Terra

A low-level counterpart to Lua

Terra: A Multi-Stage Language for High-Performance Computing
Zachary DeVito, James Hegarty, Alex Aiken, Pat Hanrahan, and Jan Vitek
PLDI ‘13

High-performance computing applications, such as auto-tuners and domain-specific languages, rely on generative programming techniques to achieve high performance and portability. However, these systems are often implemented in multiple disparate languages and perform code generation in a separate process from program execution, making certain optimizations difficult to engineer. We leverage a popular scripting language, Lua, to stage the execution of a novel low-level language, Terra. Users can implement optimizations in the high-level language, and use built-in constructs to generate and execute high-performance Terra code. To simplify meta-programming, Lua and Terra share the same lexical environment, but, to ensure performance, Terra code can execute independently of Lua’s runtime. We evaluate our design by reimplementing existing multi-language systems entirely in Terra. Our Terra-based auto-tuner for BLAS routines performs within 20% of ATLAS, and our DSL for stencil computations runs 2.3x faster than hand-written C.

First-class Runtime Generation of High-performance Types using Exotypes
Zachary DeVito, Daniel Ritchie, Matt Fisher, Alex Aiken, and Pat Hanrahan
PLDI ‘14

We introduce exotypes, user-defined types that combine the flexibility of meta-object protocols in dynamically-typed languages with the performance control of low-level languages. Like objects in dynamic languages, exotypes are defined programmatically at runtime, allowing behavior based on external data such as a database schema. To achieve high performance, we use staged programming to define the behavior of an exotype during a runtime compilation step and implement exotypes in Terra, a low-level staged programming language.

We show how exotype constructors compose, and use exotypes to implement high-performance libraries for serialization, dynamic assembly, automatic differentiation, and probabilistic programming. Each exotype achieves expressiveness similar to libraries written in dynamically-typed languages but implements optimizations that exceed the performance of existing libraries written in low-level statically-typed languages. Though each implementation is significantly shorter, our serialization library is 11 times faster than Kryo, and our dynamic assembler is 3–20 times faster than Google’s Chrome assembler.
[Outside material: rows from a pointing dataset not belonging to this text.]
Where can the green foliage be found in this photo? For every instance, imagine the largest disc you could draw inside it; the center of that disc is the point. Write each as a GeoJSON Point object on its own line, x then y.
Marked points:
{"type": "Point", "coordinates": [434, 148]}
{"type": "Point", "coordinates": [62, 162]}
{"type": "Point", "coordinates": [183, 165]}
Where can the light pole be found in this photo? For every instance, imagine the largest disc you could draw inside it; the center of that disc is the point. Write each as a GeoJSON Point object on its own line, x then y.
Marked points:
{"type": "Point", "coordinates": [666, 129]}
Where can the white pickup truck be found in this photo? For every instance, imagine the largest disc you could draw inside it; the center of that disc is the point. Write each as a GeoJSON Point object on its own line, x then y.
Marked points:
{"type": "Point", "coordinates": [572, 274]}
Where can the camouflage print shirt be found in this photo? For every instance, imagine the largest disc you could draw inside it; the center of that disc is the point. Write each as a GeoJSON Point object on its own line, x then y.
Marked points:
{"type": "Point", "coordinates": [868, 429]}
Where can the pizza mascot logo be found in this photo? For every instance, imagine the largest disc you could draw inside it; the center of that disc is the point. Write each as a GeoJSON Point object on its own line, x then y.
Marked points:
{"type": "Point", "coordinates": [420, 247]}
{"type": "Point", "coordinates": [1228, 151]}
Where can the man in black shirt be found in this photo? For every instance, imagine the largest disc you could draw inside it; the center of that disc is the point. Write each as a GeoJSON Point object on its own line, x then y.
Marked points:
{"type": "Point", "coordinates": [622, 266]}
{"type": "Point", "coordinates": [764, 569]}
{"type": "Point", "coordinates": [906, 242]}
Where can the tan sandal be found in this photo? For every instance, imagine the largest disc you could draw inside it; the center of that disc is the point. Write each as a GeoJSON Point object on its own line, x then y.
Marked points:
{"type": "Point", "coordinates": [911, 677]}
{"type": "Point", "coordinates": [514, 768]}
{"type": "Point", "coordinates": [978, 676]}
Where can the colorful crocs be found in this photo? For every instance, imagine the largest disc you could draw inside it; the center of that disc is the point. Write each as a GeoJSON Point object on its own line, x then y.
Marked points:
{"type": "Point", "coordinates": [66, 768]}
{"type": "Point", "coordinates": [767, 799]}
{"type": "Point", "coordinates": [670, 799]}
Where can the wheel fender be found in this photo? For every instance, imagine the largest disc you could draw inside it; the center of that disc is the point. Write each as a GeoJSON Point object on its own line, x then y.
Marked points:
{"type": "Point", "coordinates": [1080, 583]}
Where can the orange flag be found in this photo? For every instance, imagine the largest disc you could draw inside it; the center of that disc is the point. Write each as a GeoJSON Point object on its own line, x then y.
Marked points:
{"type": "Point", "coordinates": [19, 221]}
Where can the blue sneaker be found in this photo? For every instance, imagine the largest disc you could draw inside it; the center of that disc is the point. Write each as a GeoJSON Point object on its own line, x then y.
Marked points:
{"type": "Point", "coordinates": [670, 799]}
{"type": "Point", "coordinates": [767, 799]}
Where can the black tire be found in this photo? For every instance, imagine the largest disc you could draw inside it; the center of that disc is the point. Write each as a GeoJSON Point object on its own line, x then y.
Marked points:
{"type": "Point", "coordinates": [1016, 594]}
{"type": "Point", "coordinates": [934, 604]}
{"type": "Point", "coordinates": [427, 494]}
The Design of Terra: Harnessing the best features of high-level and low-level languages
Zachary DeVito and Pat Hanrahan
SNAPL ‘15

Applications are often written using a combination of high-level and low-level languages since it allows performance critical parts to be carefully optimized, while other parts can be written more productively. This approach is used in web development, game programming, and in build systems for applications themselves. However, most languages were not designed with interoperability in mind, resulting in glue code and duplicated features that add complexity. We propose a two-language system where both languages were designed to interoperate. Lua is used for our high-level language since it was originally designed with interoperability in mind. We create a new low-level language, Terra, that we designed to interoperate with Lua. It is embedded in Lua, and meta-programmed from it, but has a low level of abstraction suited for writing high-performance code. We discuss important design decisions — compartmentalized runtimes, glue-free interoperation, and meta-programming features — that enable Lua and Terra to be more powerful than the sum of their parts.